Da Nonciclopedia, l'enciclopedia con le donnine nude.
Vai alla navigazione Vai alla ricerca
Qualora tu non abbia la più pallida idea su ciò di cui si parla in questa voce, dovresti fare un salto qui.
« Il carbonio 14? È finito ieri per la grigliata di salamelle; scrivici 10.000 a.C. o giù di lì. »
(Tecnico del CERN al lavoro)
« Neanche il laserone è in grado di intaccarlo! »
(Dottor Male al tecnico del CERN al lavoro sul parrucchino di Berlusconi)
Giulio Andreotti era un dei rari esempi di OOPART italiani; nel suo caso i risultati dati dal carbonio 14 furono addirittura in contrasto con le leggi della fisica newtoniana
« Mai vista 'na roba così. »
(Tecnici del CERN al lavoro sui calendari di Aida Yespica e Elena Santarelli)

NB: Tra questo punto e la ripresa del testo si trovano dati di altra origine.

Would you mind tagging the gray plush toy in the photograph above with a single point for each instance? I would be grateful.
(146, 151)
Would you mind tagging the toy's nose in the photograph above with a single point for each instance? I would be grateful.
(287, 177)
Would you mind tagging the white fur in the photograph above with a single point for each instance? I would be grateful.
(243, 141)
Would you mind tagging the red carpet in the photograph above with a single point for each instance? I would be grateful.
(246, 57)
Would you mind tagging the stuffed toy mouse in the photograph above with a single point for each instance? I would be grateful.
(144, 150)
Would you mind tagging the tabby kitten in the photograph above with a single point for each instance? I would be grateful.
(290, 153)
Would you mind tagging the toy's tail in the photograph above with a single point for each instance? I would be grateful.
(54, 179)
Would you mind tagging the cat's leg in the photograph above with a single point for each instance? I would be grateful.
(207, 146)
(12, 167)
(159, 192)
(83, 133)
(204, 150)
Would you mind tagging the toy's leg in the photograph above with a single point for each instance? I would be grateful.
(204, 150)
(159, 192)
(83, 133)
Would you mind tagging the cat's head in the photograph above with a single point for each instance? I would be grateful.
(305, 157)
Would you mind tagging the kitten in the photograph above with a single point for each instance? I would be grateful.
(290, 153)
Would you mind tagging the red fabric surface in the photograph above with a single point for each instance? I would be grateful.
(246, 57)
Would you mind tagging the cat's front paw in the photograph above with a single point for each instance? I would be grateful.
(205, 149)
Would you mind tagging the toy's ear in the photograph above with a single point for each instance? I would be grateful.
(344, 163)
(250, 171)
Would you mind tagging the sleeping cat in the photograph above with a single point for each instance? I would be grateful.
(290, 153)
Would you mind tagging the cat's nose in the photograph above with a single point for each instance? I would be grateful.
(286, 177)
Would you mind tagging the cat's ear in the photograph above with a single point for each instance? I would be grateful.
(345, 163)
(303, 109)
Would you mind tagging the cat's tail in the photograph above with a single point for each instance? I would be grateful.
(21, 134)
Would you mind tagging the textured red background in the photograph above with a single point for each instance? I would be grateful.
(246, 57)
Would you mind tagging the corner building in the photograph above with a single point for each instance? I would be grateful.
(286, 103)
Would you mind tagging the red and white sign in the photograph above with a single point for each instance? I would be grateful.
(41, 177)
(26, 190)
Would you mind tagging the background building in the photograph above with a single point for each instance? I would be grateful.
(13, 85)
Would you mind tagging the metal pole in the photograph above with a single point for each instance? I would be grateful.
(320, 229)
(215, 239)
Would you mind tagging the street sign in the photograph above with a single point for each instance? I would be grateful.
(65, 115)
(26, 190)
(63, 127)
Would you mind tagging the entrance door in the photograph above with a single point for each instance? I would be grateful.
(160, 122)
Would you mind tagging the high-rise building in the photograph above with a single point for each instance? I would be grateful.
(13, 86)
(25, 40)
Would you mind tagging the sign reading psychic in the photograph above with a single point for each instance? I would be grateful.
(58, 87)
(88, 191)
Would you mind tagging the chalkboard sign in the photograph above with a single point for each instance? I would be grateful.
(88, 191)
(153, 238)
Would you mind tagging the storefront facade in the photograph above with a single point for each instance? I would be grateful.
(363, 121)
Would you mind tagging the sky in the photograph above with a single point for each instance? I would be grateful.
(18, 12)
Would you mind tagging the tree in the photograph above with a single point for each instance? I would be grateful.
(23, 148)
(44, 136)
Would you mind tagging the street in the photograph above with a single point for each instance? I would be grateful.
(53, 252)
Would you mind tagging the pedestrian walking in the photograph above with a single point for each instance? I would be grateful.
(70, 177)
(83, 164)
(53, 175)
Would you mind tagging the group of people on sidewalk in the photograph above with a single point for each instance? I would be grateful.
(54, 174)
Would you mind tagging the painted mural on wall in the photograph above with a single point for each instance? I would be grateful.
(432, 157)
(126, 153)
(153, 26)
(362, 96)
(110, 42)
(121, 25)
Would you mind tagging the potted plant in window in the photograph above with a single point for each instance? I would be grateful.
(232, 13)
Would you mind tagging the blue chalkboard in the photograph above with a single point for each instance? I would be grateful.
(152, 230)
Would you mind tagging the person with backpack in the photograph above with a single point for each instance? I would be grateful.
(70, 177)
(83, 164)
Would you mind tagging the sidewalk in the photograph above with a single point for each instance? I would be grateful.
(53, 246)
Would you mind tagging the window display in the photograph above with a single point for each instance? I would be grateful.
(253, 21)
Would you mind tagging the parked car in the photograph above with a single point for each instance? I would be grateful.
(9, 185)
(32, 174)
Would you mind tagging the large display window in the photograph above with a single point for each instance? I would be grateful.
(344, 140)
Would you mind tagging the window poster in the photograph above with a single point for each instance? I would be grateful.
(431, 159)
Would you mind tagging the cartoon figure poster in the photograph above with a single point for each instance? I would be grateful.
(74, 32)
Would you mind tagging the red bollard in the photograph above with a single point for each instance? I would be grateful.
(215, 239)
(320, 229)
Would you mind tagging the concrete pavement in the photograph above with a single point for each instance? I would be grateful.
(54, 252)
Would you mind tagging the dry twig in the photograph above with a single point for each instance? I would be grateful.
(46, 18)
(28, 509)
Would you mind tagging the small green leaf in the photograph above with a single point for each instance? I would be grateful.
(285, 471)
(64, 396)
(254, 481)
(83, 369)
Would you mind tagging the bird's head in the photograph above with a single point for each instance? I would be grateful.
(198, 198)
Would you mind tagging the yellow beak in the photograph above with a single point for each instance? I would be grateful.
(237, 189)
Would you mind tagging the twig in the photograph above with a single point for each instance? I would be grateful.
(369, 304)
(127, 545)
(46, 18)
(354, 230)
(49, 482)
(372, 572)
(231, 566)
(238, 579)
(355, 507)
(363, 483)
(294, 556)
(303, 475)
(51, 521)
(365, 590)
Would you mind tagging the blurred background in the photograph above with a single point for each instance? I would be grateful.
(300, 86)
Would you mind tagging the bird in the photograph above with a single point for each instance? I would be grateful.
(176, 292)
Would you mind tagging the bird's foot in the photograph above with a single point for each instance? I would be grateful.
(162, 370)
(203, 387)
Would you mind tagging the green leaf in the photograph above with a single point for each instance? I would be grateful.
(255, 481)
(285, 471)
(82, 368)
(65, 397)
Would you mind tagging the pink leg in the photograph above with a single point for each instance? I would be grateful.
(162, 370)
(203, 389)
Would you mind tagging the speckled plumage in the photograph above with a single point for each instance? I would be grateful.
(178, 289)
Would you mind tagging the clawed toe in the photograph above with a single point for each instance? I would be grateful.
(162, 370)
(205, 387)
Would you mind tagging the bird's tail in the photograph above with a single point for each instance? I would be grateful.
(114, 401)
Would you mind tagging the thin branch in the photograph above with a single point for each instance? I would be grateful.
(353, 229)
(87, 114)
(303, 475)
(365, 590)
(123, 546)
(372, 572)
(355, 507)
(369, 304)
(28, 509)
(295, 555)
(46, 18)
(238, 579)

« Parla una lingua sconosciuta; sicuramente è più antica del sumero. »
(Discussione tra tecnici del CERN su Luca Giurato)
« Non è umano! »
(Tecnici del CERN su Cristiano Malgioglio)
« Adesso ti mostro come si fa a ingrandire le cose... »
(Dimostrazione pratica di Eva Henger al fortunato tecnico del CERN)

Gli OOPArt, dall'acronimo inglese "Out Of Place Artifacts" o in gergo tecnico "Ma chi spacchiu è?", sono una categoria di oggetti per cui la datazione al carbonio 14 contrasta con le conoscenze tecnologiche dell'epoca assegnata all'oggetto stesso; come anche oggetti del quotidiano con caratteristiche eccezionali e provenienza difficilmente spiegabili con le teorie attuali.


L'interpretazione della datazione e della effetiva natura degli OOPART hanno creato sempre più discordia tra speleologhi, antropologhi, archeologi, divulagatori, scienziati, tu, loro, approfittatori e farabutti vari creando così la Nonscienza.